Затем тех же зеков приспособили ставить плотину огромной ГЭС, устроив грандиозную
лужу, что в июле зацветает мерзкими водорослями, и в этой луже утопили городок
Ставрополь, учрежденный ещё Татищевым. Позднее сюда определили хаммеровскую химию,
при которой уже вольнонаемным трудом учредили городок. Ещё позднее разлиновали
пустырь кварталами каждый километр по одной стороне. Все вместе именуется Тольятти, каковое наименование три
года назад было подтверждено обывателями на референдуме. Если не знаешь твёрдо,
- догадаться, что это город на Волге, невозможно: к реке он так и не вышел, центральный
бульвар "эспланада" немыслимой ширины зарос деревьями, так и не дотянувшись
до Волги, набережную же по причине твёрдости принципа остаточного финансирования
не устроили. Согласно социальной теории, доброе и разумное условий для
зарождения и тем более пребывания здесь не имеют. На первый, поверхностный
взгляд так и есть: ВАЗ пребывает в стойке, какую борцы называют партером. Иначе
- на четвереньках, и есть основания ожидать, что вот-вот ляжет пластом. Химия
безнадёжна. При этом тольяттинцы, которых лишь в три раза больше, чем автомобилей
(в основном, конечно, своих, вазовских), презирают "ракушки" и все возводят капитальные
гаражи, все живы, одеты, и особой мрачности в лицах не обнаруживается. Ещё говорят,
что серьёзные бандиты привели в чувство местную шпану и стало возможно без опаски
гулять ночью. И вот в четверти часа от некоего географического центра этой
урбанизированной территории, именовать которую городом можно лишь в интересах
статистики, я возглавлял экзаменационную комиссию, принимавшую дипломные работы
у первых выпускников частного заведения, название которому Международная Академия
Бизнеса и Банковского Дела. Если точнее, то "моя" ГЭК принимала дипломы у выпускников
факультета дизайна, ещё точнее графического дизайна, так что о других, основных
факультетах личных впечатлений я не приобрел. Уровень дипломных работ превосходный.

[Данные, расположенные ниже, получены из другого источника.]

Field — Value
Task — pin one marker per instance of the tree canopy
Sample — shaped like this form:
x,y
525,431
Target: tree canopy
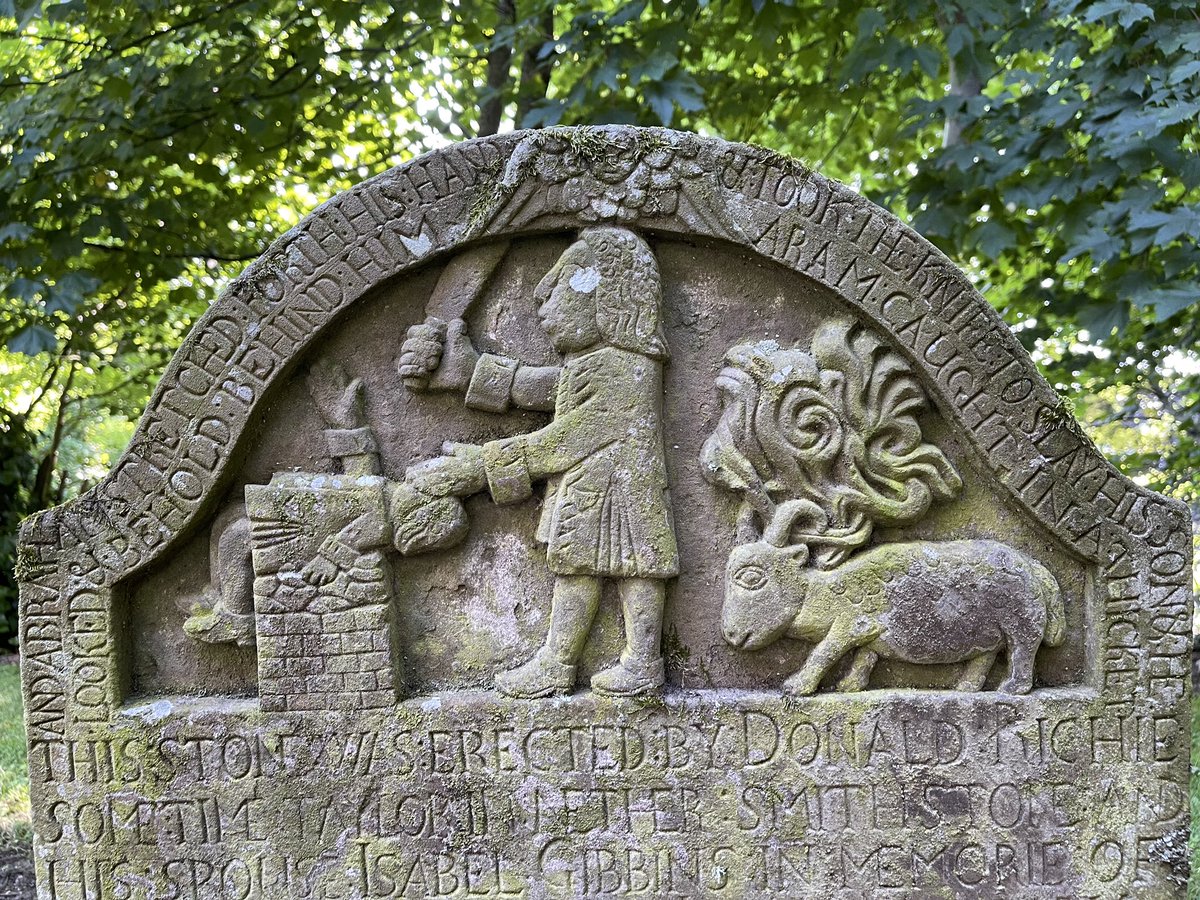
x,y
149,149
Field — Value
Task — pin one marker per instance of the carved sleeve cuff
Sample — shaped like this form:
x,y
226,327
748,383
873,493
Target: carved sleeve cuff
x,y
351,442
491,384
508,473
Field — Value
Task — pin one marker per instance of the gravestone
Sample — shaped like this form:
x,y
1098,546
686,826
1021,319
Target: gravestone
x,y
606,513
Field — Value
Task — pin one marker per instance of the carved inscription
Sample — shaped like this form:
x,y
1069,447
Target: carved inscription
x,y
640,804
689,769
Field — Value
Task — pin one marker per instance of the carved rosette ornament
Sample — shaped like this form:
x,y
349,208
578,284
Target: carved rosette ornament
x,y
437,567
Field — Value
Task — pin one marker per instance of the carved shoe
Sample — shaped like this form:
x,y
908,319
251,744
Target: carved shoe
x,y
630,678
219,625
540,677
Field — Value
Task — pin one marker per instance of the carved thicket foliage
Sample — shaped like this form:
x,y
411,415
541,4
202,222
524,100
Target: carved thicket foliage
x,y
835,426
370,754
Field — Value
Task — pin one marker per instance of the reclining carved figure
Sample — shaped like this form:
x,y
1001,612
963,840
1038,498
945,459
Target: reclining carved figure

Прежде всего изумила осмысленность: каждый из проектов, плотно завязанный на живую
практику (полномерный макет журнала на 72 полосы, выпускной буклет своей же школы,
WEB-дизайн для городского клуба альпинистов, возможно, самого сильного в России),
оказался снабжен аналитической запиской на сотню страниц. Подчеркну: аналитической
запиской, содержащей среди прочего рефлексивный анализ собственной работы над
проектом. Можно бы списать все на преподавателей, но не получается: дипломники
отвечали на совсем непростые вопросы как самосознающие специалисты. Я уже слишком
давно преподаю в старой, с неплохой репутацией, школе архитектурного института,
чтобы не испытать острое чувство зависти к коллегам. Посреди Дуй-поля
учебный институт, у которого есть методическая доктрина, и эта доктрина воплощена
группой "эмигрантов" из незалежной Украины и россиян, равно выросших из методологической
школы Г. П. Щедровицкого. Компьютерная оснащённость, столовая без запахов, повседневность
Интернета и чистые, без надписей сортиры всего лишь существенное дополнение. Социальные
теории запрещают функционирование такого рода заведения вне "правильной" среды,
слишком легко воспринимая как данность благотворный климат старых метрополий.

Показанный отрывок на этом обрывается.